Neben der Expansion sorgt vor allem eine Aussage zur Windkraft-Tochter Siemens Gamesa für Gesprächsstoff. Die Sparte kämpfte lange mit Qualitätsproblemen und Verlusten. Auf die Forderung eines aktivistischen Investors, den Windkraft-Bereich abzuspalten, reagierte CEO Christian Bruch bemerkenswert offen. Er bezeichnete den Wunsch als "berechtigt".

Dies ist jedoch kein sofortiges Verkaufssignal. Bruch stellte klar, dass die absolute Priorität derzeit auf der operativen Stabilisierung liegt. Bevor strukturelle Änderungen wie ein Spin-off ernsthaft diskutiert werden können, muss die Sparte einen verlässlichen Weg zurück in die Gewinnzone beweisen. Dennoch zeigt die Aussage, dass im Konzern keine "Heiligen Kühe" mehr existieren.

Aktie im Höhenrausch

An der Börse wird die aggressive Wachstumsstrategie honoriert. Das Papier kletterte heute auf ein neues 52-Wochen-Hoch und verzeichnet seit Jahresanfang bereits ein Plus von 27,00 %. Technisch wirkt die Bewegung allerdings zunehmend ausgereizt: Mit einem RSI-Wert von 85,4 befindet sich der Titel in einem stark überkauften Bereich, was kurzfristig die Wahrscheinlichkeit für Gewinnmitnahmen erhöht.

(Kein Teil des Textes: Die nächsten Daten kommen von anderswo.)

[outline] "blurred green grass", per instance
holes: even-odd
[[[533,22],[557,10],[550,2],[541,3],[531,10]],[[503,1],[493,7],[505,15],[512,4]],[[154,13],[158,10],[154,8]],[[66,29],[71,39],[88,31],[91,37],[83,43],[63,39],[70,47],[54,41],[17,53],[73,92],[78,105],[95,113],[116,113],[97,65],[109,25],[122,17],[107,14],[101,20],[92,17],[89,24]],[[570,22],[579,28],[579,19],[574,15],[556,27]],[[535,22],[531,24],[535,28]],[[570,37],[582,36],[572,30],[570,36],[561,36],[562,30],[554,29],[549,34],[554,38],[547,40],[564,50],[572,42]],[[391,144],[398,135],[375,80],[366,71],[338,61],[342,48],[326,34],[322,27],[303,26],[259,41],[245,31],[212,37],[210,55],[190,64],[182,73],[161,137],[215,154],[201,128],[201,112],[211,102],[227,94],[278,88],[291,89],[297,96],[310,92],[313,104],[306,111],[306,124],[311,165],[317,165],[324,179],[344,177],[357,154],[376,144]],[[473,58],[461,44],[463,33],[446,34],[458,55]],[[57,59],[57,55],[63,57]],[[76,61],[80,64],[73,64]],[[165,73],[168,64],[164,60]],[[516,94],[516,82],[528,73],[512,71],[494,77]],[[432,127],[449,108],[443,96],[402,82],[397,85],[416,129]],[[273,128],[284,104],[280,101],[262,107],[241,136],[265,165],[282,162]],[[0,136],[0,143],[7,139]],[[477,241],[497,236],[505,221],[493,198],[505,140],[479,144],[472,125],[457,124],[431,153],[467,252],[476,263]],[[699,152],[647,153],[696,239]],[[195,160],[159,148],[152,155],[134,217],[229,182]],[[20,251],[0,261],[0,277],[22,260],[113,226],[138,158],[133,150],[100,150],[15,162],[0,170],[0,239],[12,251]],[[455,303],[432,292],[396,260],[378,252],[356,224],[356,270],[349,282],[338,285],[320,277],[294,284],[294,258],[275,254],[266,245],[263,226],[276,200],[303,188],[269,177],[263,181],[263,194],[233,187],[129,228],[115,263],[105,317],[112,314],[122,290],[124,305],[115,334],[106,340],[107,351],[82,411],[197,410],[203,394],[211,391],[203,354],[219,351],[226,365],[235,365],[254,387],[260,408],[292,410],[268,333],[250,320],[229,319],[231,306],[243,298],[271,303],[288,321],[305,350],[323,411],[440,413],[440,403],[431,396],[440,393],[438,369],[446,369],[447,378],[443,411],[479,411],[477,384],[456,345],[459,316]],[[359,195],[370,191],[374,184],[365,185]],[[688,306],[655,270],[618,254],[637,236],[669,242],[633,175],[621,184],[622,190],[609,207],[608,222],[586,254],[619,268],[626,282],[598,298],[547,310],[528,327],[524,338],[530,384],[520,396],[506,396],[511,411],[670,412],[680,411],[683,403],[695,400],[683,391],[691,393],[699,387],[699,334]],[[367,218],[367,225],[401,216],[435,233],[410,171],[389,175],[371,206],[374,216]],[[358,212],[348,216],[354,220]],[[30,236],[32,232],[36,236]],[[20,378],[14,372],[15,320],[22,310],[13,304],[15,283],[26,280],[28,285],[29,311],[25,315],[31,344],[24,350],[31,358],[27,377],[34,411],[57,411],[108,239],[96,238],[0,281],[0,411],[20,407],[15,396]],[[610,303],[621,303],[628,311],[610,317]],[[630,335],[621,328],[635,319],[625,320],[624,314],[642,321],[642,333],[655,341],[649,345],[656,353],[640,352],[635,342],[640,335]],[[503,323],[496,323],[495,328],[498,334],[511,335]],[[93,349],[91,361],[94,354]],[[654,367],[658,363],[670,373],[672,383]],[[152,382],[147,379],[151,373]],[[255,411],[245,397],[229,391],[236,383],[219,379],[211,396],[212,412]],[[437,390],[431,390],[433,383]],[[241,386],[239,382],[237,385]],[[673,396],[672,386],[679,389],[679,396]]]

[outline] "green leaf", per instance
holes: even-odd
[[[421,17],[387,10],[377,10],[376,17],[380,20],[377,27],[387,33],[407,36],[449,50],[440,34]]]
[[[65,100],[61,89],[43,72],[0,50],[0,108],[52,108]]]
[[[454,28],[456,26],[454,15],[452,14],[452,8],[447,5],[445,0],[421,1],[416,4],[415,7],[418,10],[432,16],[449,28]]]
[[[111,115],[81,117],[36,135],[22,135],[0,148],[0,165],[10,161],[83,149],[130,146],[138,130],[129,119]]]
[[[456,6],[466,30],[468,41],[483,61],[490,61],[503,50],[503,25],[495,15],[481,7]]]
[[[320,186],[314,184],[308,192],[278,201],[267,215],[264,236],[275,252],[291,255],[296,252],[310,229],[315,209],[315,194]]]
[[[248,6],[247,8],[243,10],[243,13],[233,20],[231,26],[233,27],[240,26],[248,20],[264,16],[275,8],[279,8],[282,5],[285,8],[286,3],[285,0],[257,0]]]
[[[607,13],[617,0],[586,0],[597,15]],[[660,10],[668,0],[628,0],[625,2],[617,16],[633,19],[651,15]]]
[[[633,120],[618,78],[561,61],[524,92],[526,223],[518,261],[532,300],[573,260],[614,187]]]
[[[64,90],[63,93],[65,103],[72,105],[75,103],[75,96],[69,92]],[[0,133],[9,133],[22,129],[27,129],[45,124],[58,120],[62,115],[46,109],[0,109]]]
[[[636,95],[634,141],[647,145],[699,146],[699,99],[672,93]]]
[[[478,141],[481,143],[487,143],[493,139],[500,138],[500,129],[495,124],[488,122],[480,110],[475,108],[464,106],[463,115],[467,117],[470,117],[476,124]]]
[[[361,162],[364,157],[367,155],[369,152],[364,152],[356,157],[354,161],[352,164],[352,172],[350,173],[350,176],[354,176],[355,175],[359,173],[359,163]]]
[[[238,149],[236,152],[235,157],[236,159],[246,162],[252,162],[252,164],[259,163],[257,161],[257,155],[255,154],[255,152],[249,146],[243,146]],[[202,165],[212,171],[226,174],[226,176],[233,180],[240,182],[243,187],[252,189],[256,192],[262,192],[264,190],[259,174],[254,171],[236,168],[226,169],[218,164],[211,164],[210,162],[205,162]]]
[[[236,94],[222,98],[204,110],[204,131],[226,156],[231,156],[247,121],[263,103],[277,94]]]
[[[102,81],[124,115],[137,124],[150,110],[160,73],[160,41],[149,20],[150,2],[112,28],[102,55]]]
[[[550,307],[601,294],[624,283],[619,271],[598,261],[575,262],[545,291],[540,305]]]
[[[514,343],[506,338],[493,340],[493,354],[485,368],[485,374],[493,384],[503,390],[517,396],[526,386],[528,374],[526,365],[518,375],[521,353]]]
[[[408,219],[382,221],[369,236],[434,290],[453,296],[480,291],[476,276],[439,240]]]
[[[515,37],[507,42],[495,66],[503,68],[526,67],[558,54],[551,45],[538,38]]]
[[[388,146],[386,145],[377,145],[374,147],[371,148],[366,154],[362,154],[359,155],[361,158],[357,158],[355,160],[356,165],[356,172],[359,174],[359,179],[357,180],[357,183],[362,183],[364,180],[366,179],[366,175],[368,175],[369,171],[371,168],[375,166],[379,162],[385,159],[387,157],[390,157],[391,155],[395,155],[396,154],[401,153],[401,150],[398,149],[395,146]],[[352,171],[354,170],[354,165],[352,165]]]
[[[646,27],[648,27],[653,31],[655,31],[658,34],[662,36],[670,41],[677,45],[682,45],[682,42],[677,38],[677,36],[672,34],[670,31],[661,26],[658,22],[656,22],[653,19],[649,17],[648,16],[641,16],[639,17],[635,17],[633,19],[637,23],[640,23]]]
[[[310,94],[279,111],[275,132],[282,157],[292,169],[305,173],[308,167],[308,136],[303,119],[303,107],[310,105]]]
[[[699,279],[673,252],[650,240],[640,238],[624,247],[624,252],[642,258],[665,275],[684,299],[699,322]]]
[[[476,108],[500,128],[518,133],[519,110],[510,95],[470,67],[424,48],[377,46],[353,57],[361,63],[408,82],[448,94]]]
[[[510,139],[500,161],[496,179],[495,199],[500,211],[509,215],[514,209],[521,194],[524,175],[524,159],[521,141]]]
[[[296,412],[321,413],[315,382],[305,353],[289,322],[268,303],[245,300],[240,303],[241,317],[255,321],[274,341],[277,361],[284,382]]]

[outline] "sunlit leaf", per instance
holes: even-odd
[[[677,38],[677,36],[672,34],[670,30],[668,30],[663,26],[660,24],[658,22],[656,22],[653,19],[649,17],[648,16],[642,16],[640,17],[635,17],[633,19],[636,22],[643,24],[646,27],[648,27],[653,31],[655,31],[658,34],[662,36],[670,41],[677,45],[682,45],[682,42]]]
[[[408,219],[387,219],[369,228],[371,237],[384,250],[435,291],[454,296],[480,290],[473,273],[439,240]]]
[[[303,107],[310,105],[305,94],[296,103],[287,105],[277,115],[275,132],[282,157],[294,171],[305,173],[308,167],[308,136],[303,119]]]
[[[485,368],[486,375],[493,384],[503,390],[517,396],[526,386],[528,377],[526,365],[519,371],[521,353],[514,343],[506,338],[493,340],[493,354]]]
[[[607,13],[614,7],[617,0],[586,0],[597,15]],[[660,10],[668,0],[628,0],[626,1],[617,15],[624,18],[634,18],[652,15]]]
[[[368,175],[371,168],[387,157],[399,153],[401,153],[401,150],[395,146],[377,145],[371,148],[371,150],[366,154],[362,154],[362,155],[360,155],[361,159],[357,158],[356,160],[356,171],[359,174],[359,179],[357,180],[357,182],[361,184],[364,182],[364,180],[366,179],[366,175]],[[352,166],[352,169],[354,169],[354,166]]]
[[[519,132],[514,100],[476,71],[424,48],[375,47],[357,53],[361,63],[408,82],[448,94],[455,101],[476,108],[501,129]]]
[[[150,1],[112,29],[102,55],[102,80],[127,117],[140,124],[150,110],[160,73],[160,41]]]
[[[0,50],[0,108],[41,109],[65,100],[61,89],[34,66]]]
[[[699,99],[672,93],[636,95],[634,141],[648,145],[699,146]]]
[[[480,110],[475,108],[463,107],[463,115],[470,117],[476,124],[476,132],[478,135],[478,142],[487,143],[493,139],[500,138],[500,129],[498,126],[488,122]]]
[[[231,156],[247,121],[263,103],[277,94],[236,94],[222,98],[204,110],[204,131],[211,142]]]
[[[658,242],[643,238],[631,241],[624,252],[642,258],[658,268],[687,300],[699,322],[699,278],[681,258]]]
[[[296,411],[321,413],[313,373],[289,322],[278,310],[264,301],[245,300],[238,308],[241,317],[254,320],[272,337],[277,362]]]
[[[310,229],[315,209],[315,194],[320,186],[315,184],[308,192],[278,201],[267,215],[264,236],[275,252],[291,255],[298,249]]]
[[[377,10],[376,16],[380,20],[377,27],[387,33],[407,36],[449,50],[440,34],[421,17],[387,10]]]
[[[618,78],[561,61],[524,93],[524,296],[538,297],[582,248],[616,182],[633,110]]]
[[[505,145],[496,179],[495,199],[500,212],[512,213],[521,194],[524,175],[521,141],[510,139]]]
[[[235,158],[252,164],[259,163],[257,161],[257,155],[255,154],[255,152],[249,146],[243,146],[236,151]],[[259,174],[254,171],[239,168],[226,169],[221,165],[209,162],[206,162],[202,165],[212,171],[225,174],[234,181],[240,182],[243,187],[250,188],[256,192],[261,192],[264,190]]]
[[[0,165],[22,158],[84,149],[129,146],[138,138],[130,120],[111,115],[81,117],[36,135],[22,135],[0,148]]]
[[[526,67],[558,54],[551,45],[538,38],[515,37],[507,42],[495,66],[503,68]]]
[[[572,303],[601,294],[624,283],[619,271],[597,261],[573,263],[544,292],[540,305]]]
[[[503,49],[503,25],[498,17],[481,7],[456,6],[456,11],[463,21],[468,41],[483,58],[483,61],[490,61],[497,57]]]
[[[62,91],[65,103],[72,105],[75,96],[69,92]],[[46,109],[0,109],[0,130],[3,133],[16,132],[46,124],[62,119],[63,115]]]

Die nächste Bewährungsprobe steht unmittelbar bevor. Am 11. Februar 2026 legt Siemens Energy die Zahlen für das erste Geschäftsquartal vor. Anleger werden hier genau prüfen, ob die operative Entwicklung die hohe Bewertung rechtfertigt und wie schnell die Sanierung bei Gamesa vorankommt. Kurz darauf, am 26. Februar, wird das Management auf der Hauptversammlung Rede und Antwort stehen müssen.